Rimmy E. Tomy’s research interests include financial reporting, bank accounting, regulation, and auditing. Her research focuses on the impact of regulatory intervention on firms' financial reporting and real activities, and the role of external monitors such as auditors and regulators in corporate oversight and governance.
Professor Tomy earned her Ph.D. in Accounting from the Stanford Graduate School of Business. She holds an MS in Accounting from the University of Colorado at Boulder, a post graduate diploma in Finance and Accounting from Xavier Institute of Management, and a BS from St. Stephen’s College, University of Delhi.
Outside of academia, Professor Tomy has previous corporate experience working at Ernst & Young LLP and McKinsey & Company.
REVISION: Regulators' Disclosure Decisions: Evidence from Bank Enforcement Actions
Regulatory disclosure requirements induce market discipline and facilitate efficient allocation of resources by increasing firm transparency. At the same time, disclosure increases the visibility of regulatory actions, which influences the behavior of regulators. In this paper, we study the impact of a change in the disclosure regime by using the setting of the 1989 Financial Institutions Reform, Recovery, and Enforcement Act (FIRREA), which required bank regulators to disclose enforcement actions publicly. Using a novel sampling technique to identify enforcement actions in the non-disclosure regime, we find that regulators' incentives change after the introduction of the Act. In the disclosure regime, regulators are more likely to issue enforcement actions, as well as to rely on publicly observable signals to issue enforcement orders, suggesting a response to the increased public scrutiny of their actions. We also find that following an enforcement action, its disclosure leads to a ...

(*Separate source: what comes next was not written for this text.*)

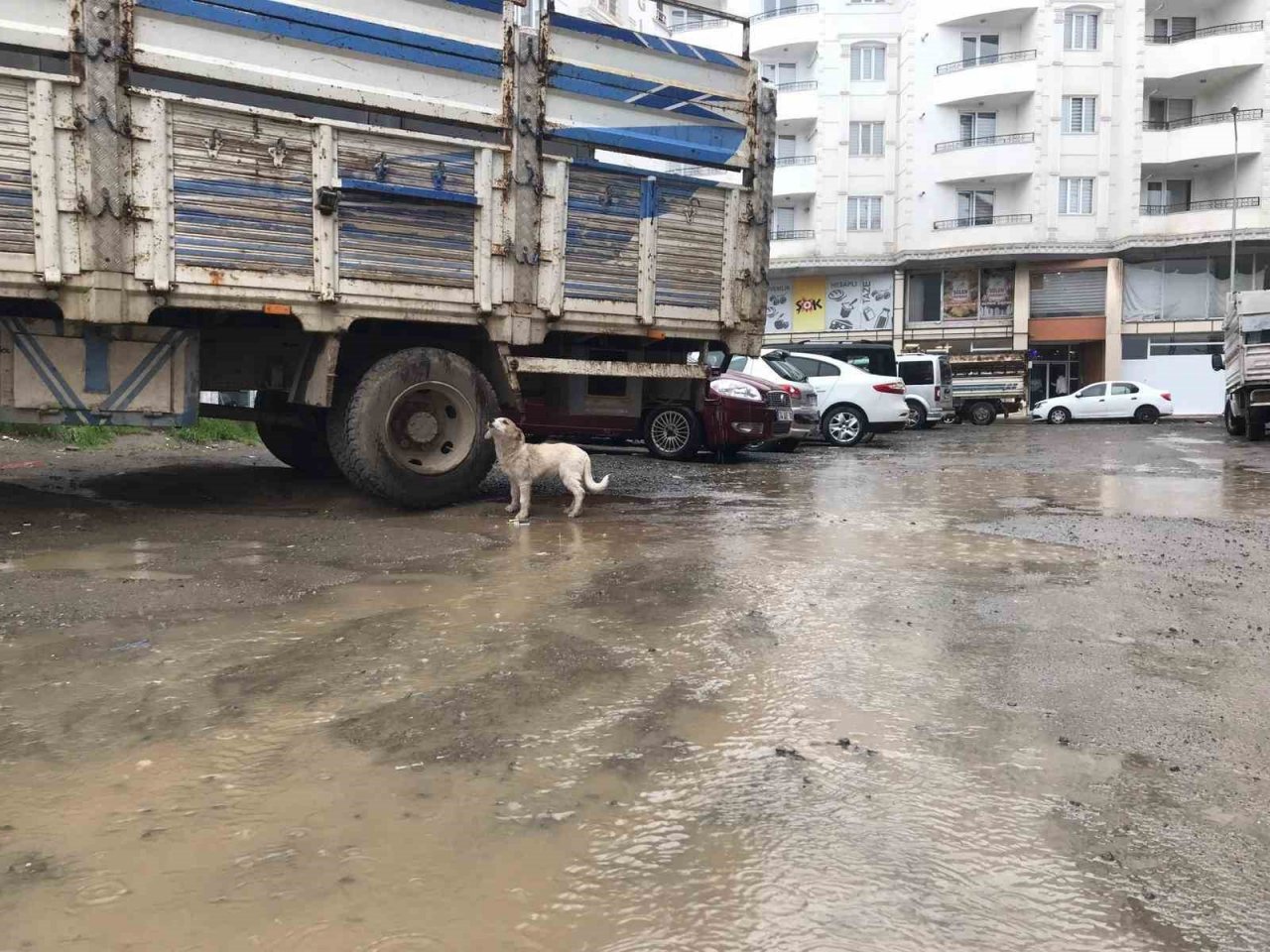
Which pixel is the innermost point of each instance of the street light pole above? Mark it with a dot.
(1234, 197)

REVISION: Input Price Shocks and Investment: Evidence from OEMs
In a competitive market, a producer who experiences an increase in input prices cannot pass-through one-hundred percent of that increase to consumers. In the presence of market frictions, what effect does the internalization of an increase in input price have on firm investment? Using a novel setting, this paper finds that firms facing a shock to internal capital because of an increase in input prices do not uniformly cut back on all types of investment, but allocate capital away from investments with uncertain returns. I use the setting of the 1999 Taiwan earthquake, which disrupted the global semiconductor supply chain and increased production costs for a subset of original equipment manufacturers (OEMs) in the US high-technology industry, causing a drain on internal capital. I find that firms negatively impacted by the shock did not cut back on capital expenditures, but reduced R&D investment.

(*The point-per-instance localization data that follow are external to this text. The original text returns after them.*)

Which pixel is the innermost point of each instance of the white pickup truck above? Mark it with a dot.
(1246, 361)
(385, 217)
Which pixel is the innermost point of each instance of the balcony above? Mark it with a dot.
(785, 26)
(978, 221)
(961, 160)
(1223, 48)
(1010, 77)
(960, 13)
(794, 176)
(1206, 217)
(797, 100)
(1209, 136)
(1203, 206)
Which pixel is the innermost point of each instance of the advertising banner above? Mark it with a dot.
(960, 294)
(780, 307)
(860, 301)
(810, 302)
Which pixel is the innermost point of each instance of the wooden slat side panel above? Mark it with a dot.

REVISION: Repatriation Taxes and Foreign Cash Holdings: The Impact of Anticipated Tax Reform
We examine whether an anticipated reduction in future repatriation taxes affects the amount of cash U.S. multinationals hold overseas. We find that the expected benefits of a repatriation tax reduction are positively associated with accelerated accumulations of global cash holdings once Congress proposed legislation. Additional tests examining domestic and foreign corporations, voluntary disclosures of foreign cash, and corporate payout behavior support our conclusion that observed increases in excess global cash are driven by changes in foreign cash. We also document that U.S. multinationals accumulating excess cash engage in complementary organizational and financial reporting activities designed to maximize expected tax benefits.
REVISION: Threat of Entry and the Use of Discretion in Banks' Financial Reporting
This paper studies managers' use of accounting discretion to deter entry. Using state-level changes in branching regulation under the Interstate Banking and Branching Efficiency Act, I find geographically-constrained community banks increased their loan loss provisions to appear less profitable when faced with the threat of entry by competitors. Additional tests rule out alternative explanations that firm economics or regulators drove the increase.
I complement my analyses with survey-based evidence. Findings from the survey confirm that banks prefer to locate in markets where incumbents have high profitability and low credit losses, and that banks use competitors' financial statements to analyze competition.